Par acte en date du 22 décembre 2017, M. [J] [Y] s’est porté caution des engagements de M. [Q] [M] [T].
Des loyers étant demeurés impayés, M. [G] [R] et Mme [K] [A] épouse [R] ont fait signifier un commandement de payer visant la clause résolutoire au locataire le 14 avril 2025 portant sur un montant en principal de 2 450,82 euros.

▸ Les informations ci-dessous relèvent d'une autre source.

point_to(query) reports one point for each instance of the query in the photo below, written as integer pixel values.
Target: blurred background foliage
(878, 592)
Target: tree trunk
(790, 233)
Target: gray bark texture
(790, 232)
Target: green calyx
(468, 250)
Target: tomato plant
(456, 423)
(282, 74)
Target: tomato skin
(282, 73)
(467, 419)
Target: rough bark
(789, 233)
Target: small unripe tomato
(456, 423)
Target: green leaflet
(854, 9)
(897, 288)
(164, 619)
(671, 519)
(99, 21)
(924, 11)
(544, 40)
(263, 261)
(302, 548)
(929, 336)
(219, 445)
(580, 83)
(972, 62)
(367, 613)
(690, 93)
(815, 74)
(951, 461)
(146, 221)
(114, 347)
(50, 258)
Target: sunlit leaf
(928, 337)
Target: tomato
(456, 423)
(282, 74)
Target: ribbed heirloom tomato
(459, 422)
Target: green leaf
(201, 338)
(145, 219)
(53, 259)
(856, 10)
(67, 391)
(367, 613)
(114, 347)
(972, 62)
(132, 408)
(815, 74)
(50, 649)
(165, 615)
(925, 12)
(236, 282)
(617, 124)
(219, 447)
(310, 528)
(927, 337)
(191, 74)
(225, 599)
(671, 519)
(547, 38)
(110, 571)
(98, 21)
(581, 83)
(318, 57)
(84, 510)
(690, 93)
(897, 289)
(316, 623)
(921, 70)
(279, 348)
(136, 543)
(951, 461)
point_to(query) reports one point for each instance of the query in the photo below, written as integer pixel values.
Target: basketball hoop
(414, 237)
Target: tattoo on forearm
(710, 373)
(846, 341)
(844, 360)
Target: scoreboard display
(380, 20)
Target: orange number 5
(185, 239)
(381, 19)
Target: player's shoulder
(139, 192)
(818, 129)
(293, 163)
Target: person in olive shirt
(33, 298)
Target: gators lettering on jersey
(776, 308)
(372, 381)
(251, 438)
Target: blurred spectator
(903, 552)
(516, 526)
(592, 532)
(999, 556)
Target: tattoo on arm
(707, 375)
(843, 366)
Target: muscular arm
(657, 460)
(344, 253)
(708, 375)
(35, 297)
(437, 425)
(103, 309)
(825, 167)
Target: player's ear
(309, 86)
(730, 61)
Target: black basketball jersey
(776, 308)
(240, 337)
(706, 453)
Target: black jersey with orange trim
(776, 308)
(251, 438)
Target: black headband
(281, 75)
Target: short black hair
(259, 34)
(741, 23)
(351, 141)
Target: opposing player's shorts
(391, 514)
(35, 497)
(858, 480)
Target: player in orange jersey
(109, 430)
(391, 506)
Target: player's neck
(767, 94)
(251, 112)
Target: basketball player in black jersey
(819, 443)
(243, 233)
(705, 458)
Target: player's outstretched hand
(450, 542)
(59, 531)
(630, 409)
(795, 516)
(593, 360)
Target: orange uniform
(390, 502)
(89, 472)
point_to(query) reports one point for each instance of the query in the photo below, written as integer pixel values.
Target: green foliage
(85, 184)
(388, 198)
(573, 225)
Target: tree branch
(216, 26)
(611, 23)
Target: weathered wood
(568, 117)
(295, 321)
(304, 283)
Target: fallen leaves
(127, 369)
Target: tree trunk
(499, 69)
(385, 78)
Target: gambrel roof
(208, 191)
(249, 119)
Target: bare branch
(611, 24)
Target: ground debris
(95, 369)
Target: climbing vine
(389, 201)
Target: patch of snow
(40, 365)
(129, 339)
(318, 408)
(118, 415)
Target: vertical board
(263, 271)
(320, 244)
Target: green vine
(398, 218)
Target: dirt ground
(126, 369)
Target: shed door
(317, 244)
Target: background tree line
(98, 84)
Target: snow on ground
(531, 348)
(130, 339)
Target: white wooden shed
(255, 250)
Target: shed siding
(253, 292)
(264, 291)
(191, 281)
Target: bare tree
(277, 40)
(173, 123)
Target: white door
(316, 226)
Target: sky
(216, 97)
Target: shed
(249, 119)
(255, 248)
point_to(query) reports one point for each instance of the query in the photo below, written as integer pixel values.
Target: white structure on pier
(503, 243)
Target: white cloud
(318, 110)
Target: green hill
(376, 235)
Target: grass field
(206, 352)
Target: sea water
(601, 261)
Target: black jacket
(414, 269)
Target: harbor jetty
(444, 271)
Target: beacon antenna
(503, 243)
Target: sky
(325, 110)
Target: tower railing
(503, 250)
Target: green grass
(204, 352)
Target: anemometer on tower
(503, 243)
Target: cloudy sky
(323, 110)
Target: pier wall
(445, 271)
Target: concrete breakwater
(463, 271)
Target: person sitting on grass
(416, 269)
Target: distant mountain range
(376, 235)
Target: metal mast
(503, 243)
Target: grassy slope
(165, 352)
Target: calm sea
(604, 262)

Par actes en date des 8 septembre 2025 et 25 septembre 2025, M. [G] [R] et Mme [K] [A] épouse [R] ont fait assigner M. [Q] [M] [T] et M. [J] [Y] devant le juge des contentieux de la protection de Roubaix aux fins de :
constater l’acquisition de la clause résolutoire ou, à défaut, prononcer la résiliation judiciaire du contrat de bail ; ordonner l’expulsion du logement et de la place de parking de M. [Q] [M] [T] et celle de tout occupant de son chef, au besoin avec le concours de la force publique ;condamner solidairement M. [Q] [M] [T] et M. [J] [Y] à leur payer la somme de 4 338,72 euros au titre des loyers et charges impayés (échéance du mois de juillet 2025) ;condamner solidairement M. [Q] [M] [T] et M. [J] [Y] à leur payer une indemnité mensuelle d’occupation d’un montant égal aux loyer et charges à compter de la résiliation du bail et jusqu’à libération des lieux ;condamner solidairement M. [Q] [M] [T] et M. [J] [Y] à leur payer la somme de 900 euros en application de l’article 700 du code de procédure civile ;condamner solidairement M. [Q] [M] [T] et M. [J] [Y] aux dépens.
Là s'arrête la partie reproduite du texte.